TWO IS ONE, ONE IS NONE

If you’re going to swim in the deep end of the pool in this sport of ours, it always pays to have a backup plan.  That might be the chief lesson of the finals here in brilliantly sunny Antalya, Turkey, where good planning saved the Gold Medal prospects of a young German archer in his first World Cup final.  (It also doesn’t hurt to have the world’s most-winning recurve arrow, Easton’s X10, in your quiver, as did every finalist here today)

Here’s the story from World Archery, Dean Alberga Photo Credit.

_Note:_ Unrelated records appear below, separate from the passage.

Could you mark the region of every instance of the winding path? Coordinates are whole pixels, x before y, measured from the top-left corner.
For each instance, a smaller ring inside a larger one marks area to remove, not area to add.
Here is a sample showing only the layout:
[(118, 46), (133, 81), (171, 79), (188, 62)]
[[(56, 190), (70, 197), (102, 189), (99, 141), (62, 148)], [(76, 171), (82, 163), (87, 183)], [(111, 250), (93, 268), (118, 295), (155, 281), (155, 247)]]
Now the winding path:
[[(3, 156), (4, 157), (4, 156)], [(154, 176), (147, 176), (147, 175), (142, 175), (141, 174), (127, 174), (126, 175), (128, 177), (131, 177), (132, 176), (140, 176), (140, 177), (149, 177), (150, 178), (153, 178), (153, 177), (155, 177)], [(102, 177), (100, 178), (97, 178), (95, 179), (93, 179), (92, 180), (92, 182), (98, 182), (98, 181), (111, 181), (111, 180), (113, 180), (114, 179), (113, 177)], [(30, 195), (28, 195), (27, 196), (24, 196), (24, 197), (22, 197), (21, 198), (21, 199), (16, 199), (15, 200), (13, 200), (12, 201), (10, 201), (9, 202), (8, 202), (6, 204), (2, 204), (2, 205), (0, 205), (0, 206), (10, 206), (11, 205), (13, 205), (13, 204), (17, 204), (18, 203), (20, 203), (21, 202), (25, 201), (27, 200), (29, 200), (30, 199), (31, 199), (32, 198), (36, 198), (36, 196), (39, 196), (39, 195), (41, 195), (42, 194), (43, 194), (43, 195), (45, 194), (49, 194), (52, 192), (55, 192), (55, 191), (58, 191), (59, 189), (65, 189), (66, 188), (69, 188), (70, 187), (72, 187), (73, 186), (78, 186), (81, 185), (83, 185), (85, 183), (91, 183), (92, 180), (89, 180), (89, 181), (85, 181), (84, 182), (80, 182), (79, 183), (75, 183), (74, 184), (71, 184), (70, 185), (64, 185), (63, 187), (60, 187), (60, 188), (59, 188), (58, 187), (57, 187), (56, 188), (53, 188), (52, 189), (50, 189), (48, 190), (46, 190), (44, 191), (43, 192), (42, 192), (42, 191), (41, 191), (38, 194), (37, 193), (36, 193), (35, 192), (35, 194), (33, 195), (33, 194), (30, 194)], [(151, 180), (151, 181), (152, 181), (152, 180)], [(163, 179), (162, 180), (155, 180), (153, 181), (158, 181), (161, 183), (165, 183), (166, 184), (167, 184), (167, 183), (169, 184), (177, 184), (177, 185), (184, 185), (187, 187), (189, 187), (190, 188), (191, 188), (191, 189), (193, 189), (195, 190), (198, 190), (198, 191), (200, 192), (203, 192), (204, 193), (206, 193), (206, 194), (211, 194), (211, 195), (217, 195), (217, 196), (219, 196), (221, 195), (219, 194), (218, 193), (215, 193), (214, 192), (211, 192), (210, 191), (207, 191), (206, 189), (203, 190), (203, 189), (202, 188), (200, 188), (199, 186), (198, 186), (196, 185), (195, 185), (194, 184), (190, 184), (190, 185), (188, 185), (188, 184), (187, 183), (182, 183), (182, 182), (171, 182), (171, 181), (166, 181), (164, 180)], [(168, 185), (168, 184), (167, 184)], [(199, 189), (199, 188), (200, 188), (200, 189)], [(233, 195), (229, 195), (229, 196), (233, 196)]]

When the young German’s arrow rest broke on the last end of matchplay, KAHLLUND turned to his second (bow) for a shoot-off to decide Antalya gold.

Aiming in the bottom right 5/6 – that’s the blue – all Florian KAHLLUND could do was hope. “It was more luck,” he said, after drilling an arrow into the 10 and walking away with his first World Cup stage title.

KAHLLUND qualified in fifth on Wednesday before knocking out reigning recurve men’s World Champion LEE Seungyun during eliminations before lining up against LEE’s teammate KU Bonchan on the Antalya beach arena today.

For both KAHLLUND and KU – a newcomer on the Korean team – it was a first stage final. And it was a gold medal match that needed the full five regulation sets and more to decide.

The German archer jumped to a 3-1 lead before KU evened things up. The pair split the last two sets and the match went to a one-arrow shoot-off.

KU shot first: 9. KAHLLUND, now with spare bow in hand as his arrow rest had broken – the screw came undone and it was a mess – during the previous set, shot second.

He aimed off and somehow put his arrow in the middle.

The unlikely win makes it three World Cup stages in a row with a German gold medal – and puts Florian in a strong qualifying position for the Lausanne 2014 Archery World Cup Final.

Another Korean, CHANG Hye Jin, won the recurve women’s final in convincing fashion. She started with a perfect 30 and didn’t lose a set – although drew two – to the 2011 World Cup Final winner CHENG Ming, from China.

It’s a first World Cup title for CHANG, too – something she said was a “great personal achievement.”

Japan’s Takaharu FURUKAWA and Ren HAYAKAWA won the recurve men’s and women’s bronze medals respectively. FURUKAWA needed a shoot-off – and shot more 10s than any other recurve man in the tournament, winning him the Longines Prize for Precision – Stage Award for Antalya.